By Katherine Sellgren
BBC News Online education staff

As home education seems to be back in vogue, BBC News Online talks to one family who believe schooling at home works best.

Not many teenagers start the school week picking up horse dung from fields, but for Rachel and Cathy McCombie, this is routine.

Every Monday morning the pair go down to the local stables to help muck out, fill the hay nets and the water troughs, groom the horses and do a spot of "poo picking", as they call it, to keep the horses' fields clean.

" I began to resent handing them over for such a huge chunk of their lives to people I didn't really respect "
Heather McCombie, mother

"Working at the stables on a Monday is one of the best things about being able to organise our own time - and we get free riding lessons in return," said Rachel.
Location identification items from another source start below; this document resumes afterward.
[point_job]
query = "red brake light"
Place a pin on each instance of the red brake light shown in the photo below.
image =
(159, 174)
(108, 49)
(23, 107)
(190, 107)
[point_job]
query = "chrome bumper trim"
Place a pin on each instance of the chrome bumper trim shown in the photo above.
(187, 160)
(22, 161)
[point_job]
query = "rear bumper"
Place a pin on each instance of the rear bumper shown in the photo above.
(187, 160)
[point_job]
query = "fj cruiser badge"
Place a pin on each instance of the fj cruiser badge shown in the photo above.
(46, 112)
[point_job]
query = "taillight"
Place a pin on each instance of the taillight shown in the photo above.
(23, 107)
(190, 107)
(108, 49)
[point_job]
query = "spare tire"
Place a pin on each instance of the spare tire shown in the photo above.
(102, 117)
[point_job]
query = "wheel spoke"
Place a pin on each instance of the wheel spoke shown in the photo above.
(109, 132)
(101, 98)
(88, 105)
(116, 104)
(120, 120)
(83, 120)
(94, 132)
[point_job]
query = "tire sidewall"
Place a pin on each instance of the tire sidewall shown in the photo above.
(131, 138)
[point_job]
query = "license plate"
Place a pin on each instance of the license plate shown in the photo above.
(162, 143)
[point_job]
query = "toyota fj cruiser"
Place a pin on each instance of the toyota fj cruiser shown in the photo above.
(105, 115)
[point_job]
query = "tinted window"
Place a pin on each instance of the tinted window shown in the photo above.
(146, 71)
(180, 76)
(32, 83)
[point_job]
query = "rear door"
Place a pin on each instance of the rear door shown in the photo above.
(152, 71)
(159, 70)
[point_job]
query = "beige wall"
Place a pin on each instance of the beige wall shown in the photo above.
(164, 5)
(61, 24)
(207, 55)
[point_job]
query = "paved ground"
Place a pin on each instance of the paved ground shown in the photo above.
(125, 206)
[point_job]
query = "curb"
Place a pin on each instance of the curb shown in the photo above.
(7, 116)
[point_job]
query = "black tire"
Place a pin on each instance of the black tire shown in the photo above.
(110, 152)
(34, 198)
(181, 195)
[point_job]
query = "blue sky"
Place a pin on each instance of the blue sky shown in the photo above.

The girls are not facing double maths or a biology test on a Monday morning because Rachel, 16 and Cathy, 14, left school aged eight and six respectively and have been educated at home ever since.

Contrary to a popular belief not discouraged by the authorities, children do not have to go to school.

Under the Education Act 1996 their parents have to ensure they get "an efficient full-time education" suitable to their age, ability, aptitude and any special needs.

Rachel said she really enjoyed school at first.

"It was a very small school - about 30 children in all, not just in one class - and I was friends with everyone there."

But a change of management at the school brought changes the McCombie family were not happy with.

"I remember once someone pushed me over and I cut my hand and I got loads of dirt and stones in it and they wouldn't put any cream on it," Cathy recalled.

The girls' mother Heather had long been questioning the school system and decided home education could provide the family with a solution.

"I had been asking myself how the children were benefiting and I just think school is an unnecessary experience - often detrimental, certainly these days," she said.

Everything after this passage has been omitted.